Gary Becker has led the way in the application of economic theory to sociological issues, an effort that has helped science understand more fully the underlying causes of types of behavior that would once have been regarded as totally unconnected with -- much less explicable by -- economic analysis.
A Princeton University graduate, he studied with Milton Friedman at the University of Chicago, where he obtained his doctorate. Becker possesses a wide-ranging intellect that refuses to be constrained by arbitrary and sometimes ossified delineations between areas of scientific inquiry that have been imposed over time by mere academic convention. His teaching career, which started at Chicago and later moved to Columbia, eventually returned to his alma mater in 1970. There, Becker expanded on previous work, using economic theory as a powerful analytical tool to shed light on the entire range of family-related issues -- not merely family and birth rates (which have self-evident economic implications), but such diverse matters as decisions regarding marriage, divorce, parental "investment" in children, and the dynamics of intra-familial self-sacrifice.

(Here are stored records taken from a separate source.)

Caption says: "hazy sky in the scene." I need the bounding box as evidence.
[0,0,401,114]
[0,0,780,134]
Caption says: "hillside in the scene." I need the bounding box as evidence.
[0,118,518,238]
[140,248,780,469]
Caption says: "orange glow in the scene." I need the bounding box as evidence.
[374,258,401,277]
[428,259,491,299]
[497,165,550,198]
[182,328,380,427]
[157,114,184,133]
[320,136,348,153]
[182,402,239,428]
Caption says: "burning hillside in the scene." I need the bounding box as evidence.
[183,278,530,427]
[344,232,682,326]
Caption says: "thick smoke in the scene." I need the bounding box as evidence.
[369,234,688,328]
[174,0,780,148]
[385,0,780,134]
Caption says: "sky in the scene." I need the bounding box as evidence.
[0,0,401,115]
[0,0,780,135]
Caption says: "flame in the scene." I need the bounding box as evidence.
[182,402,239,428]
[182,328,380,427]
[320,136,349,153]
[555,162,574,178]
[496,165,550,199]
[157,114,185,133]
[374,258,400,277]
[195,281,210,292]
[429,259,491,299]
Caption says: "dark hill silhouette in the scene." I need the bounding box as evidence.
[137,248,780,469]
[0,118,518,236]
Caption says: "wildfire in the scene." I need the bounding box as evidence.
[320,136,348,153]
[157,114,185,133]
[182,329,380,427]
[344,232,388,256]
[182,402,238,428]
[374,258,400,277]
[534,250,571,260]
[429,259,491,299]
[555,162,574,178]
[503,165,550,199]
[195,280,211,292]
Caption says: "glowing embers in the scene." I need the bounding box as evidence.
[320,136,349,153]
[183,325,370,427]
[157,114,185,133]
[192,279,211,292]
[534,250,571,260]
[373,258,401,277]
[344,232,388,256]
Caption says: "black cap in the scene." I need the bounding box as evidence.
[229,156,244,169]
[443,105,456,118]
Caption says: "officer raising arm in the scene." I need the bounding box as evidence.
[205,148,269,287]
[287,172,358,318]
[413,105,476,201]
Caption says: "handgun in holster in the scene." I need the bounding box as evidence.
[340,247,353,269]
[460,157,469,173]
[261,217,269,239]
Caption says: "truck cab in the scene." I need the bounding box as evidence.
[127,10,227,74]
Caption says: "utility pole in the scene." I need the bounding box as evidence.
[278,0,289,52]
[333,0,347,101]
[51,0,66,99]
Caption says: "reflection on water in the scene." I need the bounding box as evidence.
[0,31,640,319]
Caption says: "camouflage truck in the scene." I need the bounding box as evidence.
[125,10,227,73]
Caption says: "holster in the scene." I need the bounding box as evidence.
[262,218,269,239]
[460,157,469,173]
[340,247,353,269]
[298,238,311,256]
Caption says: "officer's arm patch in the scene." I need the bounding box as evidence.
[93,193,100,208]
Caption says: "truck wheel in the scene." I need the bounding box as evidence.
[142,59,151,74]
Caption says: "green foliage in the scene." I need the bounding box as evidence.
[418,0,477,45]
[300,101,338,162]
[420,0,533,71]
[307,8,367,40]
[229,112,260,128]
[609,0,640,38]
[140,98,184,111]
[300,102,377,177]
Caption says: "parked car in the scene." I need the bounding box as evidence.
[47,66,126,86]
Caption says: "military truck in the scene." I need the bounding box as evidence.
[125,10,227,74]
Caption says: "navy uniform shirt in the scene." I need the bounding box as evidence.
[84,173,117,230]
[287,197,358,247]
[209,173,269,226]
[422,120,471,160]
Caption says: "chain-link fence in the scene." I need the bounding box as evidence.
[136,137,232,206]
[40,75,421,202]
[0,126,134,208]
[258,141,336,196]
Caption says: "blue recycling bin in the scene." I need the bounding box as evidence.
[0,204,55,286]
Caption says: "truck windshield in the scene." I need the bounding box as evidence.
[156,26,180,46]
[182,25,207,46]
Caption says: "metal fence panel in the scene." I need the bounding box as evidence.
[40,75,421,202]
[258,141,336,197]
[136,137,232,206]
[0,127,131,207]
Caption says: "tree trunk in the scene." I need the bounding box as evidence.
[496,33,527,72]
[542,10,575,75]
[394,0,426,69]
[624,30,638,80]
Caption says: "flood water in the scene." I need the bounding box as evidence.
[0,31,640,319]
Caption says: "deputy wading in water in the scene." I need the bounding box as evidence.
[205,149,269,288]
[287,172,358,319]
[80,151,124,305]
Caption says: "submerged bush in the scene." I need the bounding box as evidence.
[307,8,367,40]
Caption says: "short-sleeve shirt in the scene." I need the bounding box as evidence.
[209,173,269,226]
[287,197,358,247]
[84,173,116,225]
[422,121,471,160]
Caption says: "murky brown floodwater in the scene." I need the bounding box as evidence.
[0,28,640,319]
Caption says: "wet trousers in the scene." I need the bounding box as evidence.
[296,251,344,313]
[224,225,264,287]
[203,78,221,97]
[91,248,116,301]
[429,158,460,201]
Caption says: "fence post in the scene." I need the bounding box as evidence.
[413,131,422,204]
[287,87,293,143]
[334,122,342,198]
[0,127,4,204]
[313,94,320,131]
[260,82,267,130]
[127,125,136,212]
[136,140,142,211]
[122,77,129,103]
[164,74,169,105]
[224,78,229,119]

Initially ignored by his more traditionally-minded peers, Becker's theories found an appreciative audience among younger economists who shared his vision of a discipline capable of outgrowing hidebound notions of what constituted the "proper" functions of economic analysis. Happily, a shift in the weight of opinion over time -- aided among non-economists by his monthly column in Business Week -- has seen Becker's views win wide popular and professional acceptance.